Gap Analysis[In NotebookLM:] What language areas useful for [B1 Vietnamese teens] are NOT covered in this chapter? Suggest 3 supplementary lesson topics that would fill these gaps. For each: why it's missing, why it matters for this learner profile, one activity type that would address it.
🎙️Audio & Student Tools
Pre-Audio Overview Prep[Before clicking Generate Audio Overview in NotebookLM:] I'm going to generate an Audio Overview of this chapter for [B1 teen] students as a review tool. Before I do: suggest 3 pre-listening questions to give students, a note-taking frame for while they listen, and 3 post-listening discussion questions.
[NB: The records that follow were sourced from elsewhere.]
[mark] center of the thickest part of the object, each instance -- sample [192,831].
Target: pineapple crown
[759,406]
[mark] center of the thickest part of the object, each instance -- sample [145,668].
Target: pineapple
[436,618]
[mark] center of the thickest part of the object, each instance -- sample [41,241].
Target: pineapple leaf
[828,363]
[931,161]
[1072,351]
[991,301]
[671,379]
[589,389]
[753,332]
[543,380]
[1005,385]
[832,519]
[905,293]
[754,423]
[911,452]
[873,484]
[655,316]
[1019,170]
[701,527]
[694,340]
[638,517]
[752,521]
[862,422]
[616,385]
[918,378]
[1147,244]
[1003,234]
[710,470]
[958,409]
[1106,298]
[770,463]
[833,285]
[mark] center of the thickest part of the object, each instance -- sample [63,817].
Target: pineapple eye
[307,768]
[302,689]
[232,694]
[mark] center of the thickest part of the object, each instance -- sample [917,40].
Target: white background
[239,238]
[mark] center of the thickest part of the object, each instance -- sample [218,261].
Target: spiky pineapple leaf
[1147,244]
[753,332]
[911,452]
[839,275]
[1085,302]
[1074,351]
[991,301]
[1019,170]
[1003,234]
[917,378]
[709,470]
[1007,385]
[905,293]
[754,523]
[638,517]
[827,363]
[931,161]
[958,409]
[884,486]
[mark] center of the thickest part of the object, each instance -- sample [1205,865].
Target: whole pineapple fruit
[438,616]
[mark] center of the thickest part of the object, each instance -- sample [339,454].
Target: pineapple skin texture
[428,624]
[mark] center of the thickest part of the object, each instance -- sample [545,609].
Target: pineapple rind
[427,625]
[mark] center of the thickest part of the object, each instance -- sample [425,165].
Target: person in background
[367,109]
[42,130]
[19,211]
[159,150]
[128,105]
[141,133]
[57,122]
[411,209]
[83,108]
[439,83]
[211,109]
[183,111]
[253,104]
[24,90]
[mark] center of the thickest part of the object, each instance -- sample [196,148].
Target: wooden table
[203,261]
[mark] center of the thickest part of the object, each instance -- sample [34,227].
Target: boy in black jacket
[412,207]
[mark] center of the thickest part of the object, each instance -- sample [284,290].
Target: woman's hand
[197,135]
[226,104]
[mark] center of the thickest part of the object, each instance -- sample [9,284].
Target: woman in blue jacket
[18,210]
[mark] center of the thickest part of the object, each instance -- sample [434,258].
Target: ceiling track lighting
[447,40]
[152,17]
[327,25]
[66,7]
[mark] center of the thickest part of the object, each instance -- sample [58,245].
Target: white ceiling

Student Summary Generator[In NotebookLM:] Write a student-friendly summary of this chapter in 120 words at [B1] reading level. Simple sentences, no jargon, define any technical terms inline. Used as a pre-reading overview or revision handout. Format: title + 2 clear paragraphs.
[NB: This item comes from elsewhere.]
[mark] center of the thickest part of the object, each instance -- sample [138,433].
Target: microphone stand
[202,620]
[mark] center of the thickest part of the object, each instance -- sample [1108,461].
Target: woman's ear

Self-Study Quiz[In NotebookLM:] Create a 10-question self-study quiz from this document. Mix: 5 multiple choice, 3 true/false with justification, 2 short answer. Difficulty: [B1]. Include all answers. Students use this notebook to check answers by asking follow-up questions after completing the quiz.
Putting It All Together

Your First AI-Powered Week.
30 minutes. Done.

This is the capstone. One Sunday session. Everything from this course applied to your real teaching week. Follow this exact sequence once — you'll never plan the old way again.

01
Open Claude. Paste your Class Context Block. (3 min)
Start a session for your first class. Paste the Class Context Block you built in Module 6. Every output from this point is calibrated to that real class. Repeat for each class you're planning.
02
Run the Blueprint for each class. (15 min)
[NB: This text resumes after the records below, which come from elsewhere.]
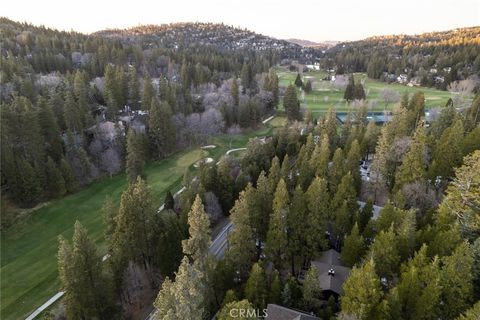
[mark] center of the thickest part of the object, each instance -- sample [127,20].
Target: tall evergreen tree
[132,239]
[419,288]
[256,287]
[234,92]
[384,252]
[362,294]
[135,158]
[224,185]
[456,279]
[196,246]
[354,247]
[82,277]
[317,201]
[298,81]
[242,249]
[161,129]
[148,94]
[71,183]
[413,166]
[291,103]
[448,152]
[277,236]
[50,129]
[312,291]
[55,184]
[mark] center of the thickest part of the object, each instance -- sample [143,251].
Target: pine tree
[111,91]
[234,92]
[55,184]
[82,277]
[277,236]
[169,201]
[273,87]
[135,159]
[308,86]
[161,129]
[365,215]
[50,129]
[71,113]
[256,287]
[71,184]
[370,138]
[109,213]
[263,206]
[148,93]
[349,94]
[311,288]
[329,127]
[133,88]
[132,239]
[336,171]
[362,294]
[354,247]
[413,166]
[359,92]
[297,224]
[419,288]
[81,95]
[26,187]
[236,309]
[224,185]
[317,199]
[275,292]
[351,163]
[242,249]
[197,245]
[298,81]
[456,279]
[184,298]
[320,157]
[384,252]
[448,152]
[291,104]
[471,314]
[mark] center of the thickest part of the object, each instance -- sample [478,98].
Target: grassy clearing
[29,264]
[324,96]
[29,248]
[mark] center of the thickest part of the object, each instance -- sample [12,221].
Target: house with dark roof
[276,312]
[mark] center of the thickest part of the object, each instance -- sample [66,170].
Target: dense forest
[398,202]
[69,100]
[281,197]
[433,59]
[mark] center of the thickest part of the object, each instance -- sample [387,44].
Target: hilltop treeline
[432,59]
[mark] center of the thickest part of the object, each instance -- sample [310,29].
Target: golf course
[29,248]
[325,95]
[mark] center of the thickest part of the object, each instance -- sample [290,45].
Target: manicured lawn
[324,96]
[28,249]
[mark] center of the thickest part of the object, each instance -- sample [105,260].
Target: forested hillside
[429,59]
[68,99]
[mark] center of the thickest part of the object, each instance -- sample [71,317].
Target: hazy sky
[305,19]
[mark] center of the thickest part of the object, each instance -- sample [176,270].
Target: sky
[307,19]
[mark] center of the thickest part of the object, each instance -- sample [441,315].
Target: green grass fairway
[324,96]
[28,249]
Master Blueprint prompt, real values. 3 minutes per class. Don't over-edit at this stage — one read, one quick fix. You have 5 lesson plans. They're already 90% ready.
03
Generate materials for each lesson. (8 min)
Worksheet Generator for any class that needs one. Level Fork immediately after for any mixed-ability class. Check answer keys. Print or save to PDF. Materials done.
04
NotebookLM for course book units. (5 min)
Any class working through a course book this week: upload the chapter to NotebookLM, run the Content Extraction query, save the vocabulary and grammar focus for that lesson.
05
Save great prompts. Tag them. (4 min)
Before closing: copy any prompt that produced an excellent output into your library. Tag it. You've compounded. Next week will be faster.
Done. That was 35 minutes.
Full week planned. All materials ready. Feedback templates loaded. You just did what used to take your entire Sunday — in 35 minutes. This is your new permanent workflow.
What 35 Minutes Gets You — A Real Week
MON
B1 Teens · Speaking · Social MediaFull 60-min lesson plan + conversation card pack (16 cards) + Level Fork (A2 version for 2 students)
TUE
A1 Young Learners · Vocabulary · AnimalsStory-based lesson + flashcard list + movement game + extension activity for 3 fast finishers
WED
B2 Adults · Writing · Formal EmailsProcess writing lesson + 3-level model answers + assessment rubric + feedback templates ready
THU
B1 Teens · Grammar · Present PerfectGrammar discovery lesson + practice sheet + error correction targeting Vietnamese patterns
FRI
Mixed Teens · Reading · EnvironmentGraded passage + tiered tasks (★/★★/★★★) + NotebookLM chapter summary for student self-study
SUN
~35 minutes total. Rest of Sunday: entirely yours.